Open UpCoder opened 6 years ago

UpCoder commented 6 years ago

Hi, I run the demo without any problems. However, I write some code to achieve some goals that happen errors. When I call the roi_pool function, there is a error: roi_pool = roi_pooling_op.roi_pool(conv5_3, rois, 7, 7, 1.0/16, name='roi_pool')[0]

the shape of conv5_3 and rois is (?, ?, ?, 512) (?, 5) respectively. and the shape of roi_pool is unknown which lead I can not do any operations next. such as fully connected layers.

I find the output of roi_pool is (?, 7, 7, 512) in demo with same code. However, the output of my code is . So sad!

guozhiyao commented 5 years ago

sorry to interrupt you ,I meet the same problem with you. Have you solve the problem? Thank you.

UpCoder commented 5 years ago

@guozhiyao Maybe we must set the shape of input_image, then the size of the feature map will not be unknown.

guozhiyao commented 5 years ago

I have tried this approach, but it doesn't work... code:

input_feature = tf.placeholder(shape=[None,128,128,1],dtype=tf.float32)
rois = tf.placeholder(shape=[None,5],dtype=tf.float32)
print input_feature
print rois
result = roi_pool_op.roi_pool(input_feature,rois,2,2,1.0/16,name='try')
print result
  1. without image size Tensor("Placeholder:0", shape=(?, ?, ?, 1), dtype=float32) Tensor("Placeholder_1:0", shape=(?, 5), dtype=float32) RoiPool(top_data=<tf.Tensor 'try:0' shape= dtype=float32>, argmax=<tf.Tensor 'try:1' shape= dtype=int32>)

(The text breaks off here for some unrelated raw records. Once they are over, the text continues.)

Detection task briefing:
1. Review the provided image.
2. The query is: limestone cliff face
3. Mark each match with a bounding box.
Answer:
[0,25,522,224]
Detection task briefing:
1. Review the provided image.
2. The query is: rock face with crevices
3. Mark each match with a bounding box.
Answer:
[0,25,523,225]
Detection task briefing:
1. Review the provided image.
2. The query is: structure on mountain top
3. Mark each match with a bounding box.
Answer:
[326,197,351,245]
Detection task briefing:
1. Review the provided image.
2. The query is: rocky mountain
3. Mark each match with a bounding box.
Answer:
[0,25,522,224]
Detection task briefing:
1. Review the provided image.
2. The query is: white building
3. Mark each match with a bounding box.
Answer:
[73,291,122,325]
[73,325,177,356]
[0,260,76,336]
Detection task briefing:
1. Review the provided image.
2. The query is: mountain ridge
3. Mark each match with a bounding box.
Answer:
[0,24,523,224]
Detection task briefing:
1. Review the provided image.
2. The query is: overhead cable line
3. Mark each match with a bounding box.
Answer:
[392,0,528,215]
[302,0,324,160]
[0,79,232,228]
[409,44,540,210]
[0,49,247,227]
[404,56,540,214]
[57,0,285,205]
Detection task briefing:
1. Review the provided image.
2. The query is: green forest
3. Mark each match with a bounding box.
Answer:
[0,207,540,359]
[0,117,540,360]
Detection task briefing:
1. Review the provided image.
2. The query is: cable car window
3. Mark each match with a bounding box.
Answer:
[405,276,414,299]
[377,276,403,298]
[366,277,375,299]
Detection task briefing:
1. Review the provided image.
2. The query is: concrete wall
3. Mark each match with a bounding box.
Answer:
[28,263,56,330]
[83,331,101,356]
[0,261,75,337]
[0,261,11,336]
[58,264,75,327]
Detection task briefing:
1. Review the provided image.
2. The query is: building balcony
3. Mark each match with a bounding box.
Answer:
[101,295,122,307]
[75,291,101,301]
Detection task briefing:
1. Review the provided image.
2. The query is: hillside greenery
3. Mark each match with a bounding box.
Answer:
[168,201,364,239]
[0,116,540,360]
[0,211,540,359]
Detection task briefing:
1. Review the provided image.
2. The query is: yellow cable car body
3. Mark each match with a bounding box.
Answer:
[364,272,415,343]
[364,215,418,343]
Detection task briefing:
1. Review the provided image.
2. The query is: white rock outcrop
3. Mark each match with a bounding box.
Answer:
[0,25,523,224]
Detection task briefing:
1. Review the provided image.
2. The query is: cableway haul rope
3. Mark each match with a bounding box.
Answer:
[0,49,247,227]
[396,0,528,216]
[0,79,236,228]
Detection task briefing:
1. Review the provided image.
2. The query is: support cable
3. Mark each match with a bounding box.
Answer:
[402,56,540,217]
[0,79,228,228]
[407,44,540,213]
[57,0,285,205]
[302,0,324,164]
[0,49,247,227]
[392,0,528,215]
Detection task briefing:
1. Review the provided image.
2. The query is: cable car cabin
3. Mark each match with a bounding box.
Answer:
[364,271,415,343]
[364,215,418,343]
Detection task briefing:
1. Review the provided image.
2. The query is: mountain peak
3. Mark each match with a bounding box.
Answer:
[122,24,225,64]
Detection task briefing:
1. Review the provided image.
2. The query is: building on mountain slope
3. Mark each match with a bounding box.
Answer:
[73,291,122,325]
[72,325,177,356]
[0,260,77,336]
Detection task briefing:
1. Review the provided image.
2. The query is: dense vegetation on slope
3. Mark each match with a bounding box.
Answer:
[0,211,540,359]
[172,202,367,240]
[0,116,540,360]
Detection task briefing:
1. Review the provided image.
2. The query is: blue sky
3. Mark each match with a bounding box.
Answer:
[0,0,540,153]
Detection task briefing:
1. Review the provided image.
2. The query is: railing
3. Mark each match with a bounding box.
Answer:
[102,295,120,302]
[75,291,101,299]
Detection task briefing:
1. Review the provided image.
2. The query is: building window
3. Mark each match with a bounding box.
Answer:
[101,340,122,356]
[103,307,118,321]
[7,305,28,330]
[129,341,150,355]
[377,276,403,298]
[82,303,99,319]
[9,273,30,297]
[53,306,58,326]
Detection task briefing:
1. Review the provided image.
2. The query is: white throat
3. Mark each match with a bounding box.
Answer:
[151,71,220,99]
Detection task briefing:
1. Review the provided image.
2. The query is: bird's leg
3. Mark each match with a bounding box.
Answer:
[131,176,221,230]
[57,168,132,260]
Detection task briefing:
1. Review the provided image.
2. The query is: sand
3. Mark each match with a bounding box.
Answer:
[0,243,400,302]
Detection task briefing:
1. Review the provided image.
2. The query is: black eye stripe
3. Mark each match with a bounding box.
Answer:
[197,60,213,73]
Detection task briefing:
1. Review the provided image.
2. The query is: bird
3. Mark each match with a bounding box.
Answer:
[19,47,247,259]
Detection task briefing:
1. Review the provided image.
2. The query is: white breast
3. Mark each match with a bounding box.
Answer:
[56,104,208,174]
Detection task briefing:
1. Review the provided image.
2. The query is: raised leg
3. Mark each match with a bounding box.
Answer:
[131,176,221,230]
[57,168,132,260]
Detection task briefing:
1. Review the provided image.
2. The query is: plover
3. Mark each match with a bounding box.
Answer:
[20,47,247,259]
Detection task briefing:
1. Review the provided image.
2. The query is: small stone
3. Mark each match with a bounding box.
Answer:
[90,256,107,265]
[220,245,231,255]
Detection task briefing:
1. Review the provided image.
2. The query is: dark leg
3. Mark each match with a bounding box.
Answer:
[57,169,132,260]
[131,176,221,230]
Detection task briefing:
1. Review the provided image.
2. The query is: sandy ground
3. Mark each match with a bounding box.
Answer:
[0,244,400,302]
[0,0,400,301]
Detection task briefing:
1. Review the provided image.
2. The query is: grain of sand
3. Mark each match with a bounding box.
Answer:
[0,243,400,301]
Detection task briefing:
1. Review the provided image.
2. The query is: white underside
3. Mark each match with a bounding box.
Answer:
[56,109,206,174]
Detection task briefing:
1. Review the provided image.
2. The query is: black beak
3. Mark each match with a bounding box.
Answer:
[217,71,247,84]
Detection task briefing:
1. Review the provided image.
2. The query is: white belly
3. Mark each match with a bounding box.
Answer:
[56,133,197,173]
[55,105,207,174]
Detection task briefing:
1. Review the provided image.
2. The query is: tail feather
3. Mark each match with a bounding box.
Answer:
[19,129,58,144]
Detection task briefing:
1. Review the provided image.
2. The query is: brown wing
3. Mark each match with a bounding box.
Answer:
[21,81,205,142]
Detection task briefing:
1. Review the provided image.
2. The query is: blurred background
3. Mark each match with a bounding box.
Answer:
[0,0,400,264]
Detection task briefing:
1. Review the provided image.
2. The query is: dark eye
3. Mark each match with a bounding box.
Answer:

2.with image size Tensor("Placeholder:0", shape=(?, 128, 128, 1), dtype=float32) Tensor("Placeholder_1:0", shape=(?, 5), dtype=float32) RoiPool(top_data=<tf.Tensor 'try:0' shape= dtype=float32>, argmax=<tf.Tensor 'try:1' shape= dtype=int32>)

guozhiyao commented 5 years ago

Excuse me, how do you solve this problem finally?

guozhiyao commented 5 years ago

I use the other code of roi pooling op : roi pooling It works. But we should add the spatial rate and change the order of dimension by ourselves.